Find a place to have your machine serviced. I use Sewingmachine.com which is located in downtown Atlanta. You have to trust the people who service your machine. In 4 years, my machine has only been in once. And they have excellent customer service if you are in the area. I emailed to inquire about service and they immediately emailed me back with details. Love them.

And for a sampling of work:
Facebook: Create Pretty Etsy: Create Pretty Email: createprettyemailatgmaildotcom 

**Any link may be an affiliate link. See my disclosure policy here.


  1. I found the link to this post on pinterest and your info is very helpful! I've been sewing over 40 years but only got a Bernina with embroidery this year. I took my class and started with embroidery 2 weeks ago, so I'm a complete novice! All of your advice is much appreciated!

  2. Thank you for stopping by Janie! You will learn and be totally sucked in! It's a blast (and can be totally frustrating all at the same time)! Good luck!


  3. Hello! I love your patterns, I did a test run of this Rarity (to put on a fleece hat) but I ran into some trouble. It seemed as if the pattern shifted (the body outline) and the mane/tail had issues. I think it was something that was wrong with my fabric/stabilizer. Do you have any tips for embroidering on fleece?

    1. Hi Emma! I am not a digitizer, so they may have other advice, but I have found that with "slippery" or thick fabric like fleece that it's best to use a basting stitch. I use SWP (sew what pro) so I add the basting stitch around my pattern. Not only does the basting stitch hold your stabilizer and fabric together, it helps you make sure the design will be centered. Also make sure that you are using a good stabilizer. A good rule is "if you wear it, don't tear it"- so anything you wear or put on (especially with knit) should be cutaway. I only use tear away on towels, bibs, and burp cloths. Sometimes I have to use 2 layers if the design is really dense. Check the stitch count in your program too. It its more than 14k stitches or so I like to double up on the stabilizer (or at least add the tear away to my cutaway regimen). Hope that makes sense! :)

  4. I like what you said about basting stitch helping with puckering. I'm new to embroidery, and the last thing I made started puckering. I will try and learn how to do the basting stitch to avoid this problem in the future.

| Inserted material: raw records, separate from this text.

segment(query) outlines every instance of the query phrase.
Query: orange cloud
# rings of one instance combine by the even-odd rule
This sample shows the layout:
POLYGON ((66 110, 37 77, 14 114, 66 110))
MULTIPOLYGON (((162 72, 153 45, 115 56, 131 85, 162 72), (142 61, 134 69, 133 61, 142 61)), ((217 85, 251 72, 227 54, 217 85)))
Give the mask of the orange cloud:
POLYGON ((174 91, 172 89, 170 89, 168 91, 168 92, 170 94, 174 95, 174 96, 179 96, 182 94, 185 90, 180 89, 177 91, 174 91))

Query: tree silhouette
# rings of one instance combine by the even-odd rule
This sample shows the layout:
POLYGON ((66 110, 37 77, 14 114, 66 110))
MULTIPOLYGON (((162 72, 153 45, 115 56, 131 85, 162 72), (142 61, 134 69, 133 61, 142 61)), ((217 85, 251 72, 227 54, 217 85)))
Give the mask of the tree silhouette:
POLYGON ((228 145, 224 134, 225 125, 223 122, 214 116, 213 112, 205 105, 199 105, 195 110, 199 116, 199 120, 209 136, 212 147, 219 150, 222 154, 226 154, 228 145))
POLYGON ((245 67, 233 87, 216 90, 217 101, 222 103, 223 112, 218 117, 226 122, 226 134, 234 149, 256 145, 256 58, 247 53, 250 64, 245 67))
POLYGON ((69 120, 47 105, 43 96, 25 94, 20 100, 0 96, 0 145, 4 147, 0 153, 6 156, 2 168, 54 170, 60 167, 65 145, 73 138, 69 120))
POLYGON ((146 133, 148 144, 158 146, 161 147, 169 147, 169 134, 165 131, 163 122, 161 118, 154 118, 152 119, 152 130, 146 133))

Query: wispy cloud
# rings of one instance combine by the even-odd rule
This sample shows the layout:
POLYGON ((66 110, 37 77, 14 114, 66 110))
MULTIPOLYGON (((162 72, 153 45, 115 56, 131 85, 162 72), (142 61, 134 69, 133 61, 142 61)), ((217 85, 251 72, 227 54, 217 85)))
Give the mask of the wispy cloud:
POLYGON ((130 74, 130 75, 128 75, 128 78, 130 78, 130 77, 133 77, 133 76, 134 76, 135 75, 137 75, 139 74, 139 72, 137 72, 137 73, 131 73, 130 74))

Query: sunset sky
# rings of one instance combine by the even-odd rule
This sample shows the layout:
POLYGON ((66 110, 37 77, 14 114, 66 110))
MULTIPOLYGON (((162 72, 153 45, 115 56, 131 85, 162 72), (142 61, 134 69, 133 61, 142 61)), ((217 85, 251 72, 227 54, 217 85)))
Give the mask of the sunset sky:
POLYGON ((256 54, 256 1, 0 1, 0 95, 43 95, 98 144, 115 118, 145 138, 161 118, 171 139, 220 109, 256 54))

    1. Absolutely! Also if you are still getting puckering try upping your stabilizer to something more stiff. If you are using tear away, switch to cut away. If cut away try adding a tear away or double up on the cutaway :)

  5. Would you please give me the exact Brother group you are a member of on facebook? There are several and I want to join the same one you're in. I got an SE400 for Christmas and am hooked!!

    1. Sure! I'm in the Brother PE embroidery group. There may even be an se400 page now. But the brother PE embroidery is pretty generic for brother machines :) and congrats on your new machine! Here's a direct link to the group: https://m.facebook.com/profile.php?id=388276124532366&tsid=0.38082470931112766&source=typeahead you'll have to be accepted I believe.

  6. I love this article! I've had my machine for about a year and a half now and love it! I tried SWP but had a terrible experience with their customer service and ended up with different software. I DO love my machine and didn't know there was a Facebook group for Brother users. I'll be looking for that soon.
    I'm very wary when I have to change my bobbin, especially in the middle of a project. I'll have to look into the pre-wound ones. I've also figured out that if I'm careful, I don't always need to hoop. Most of the time I can get away with floating my items if I'm really really careful.
    Some great tips here and I'll be certain to pin this one as a great reference!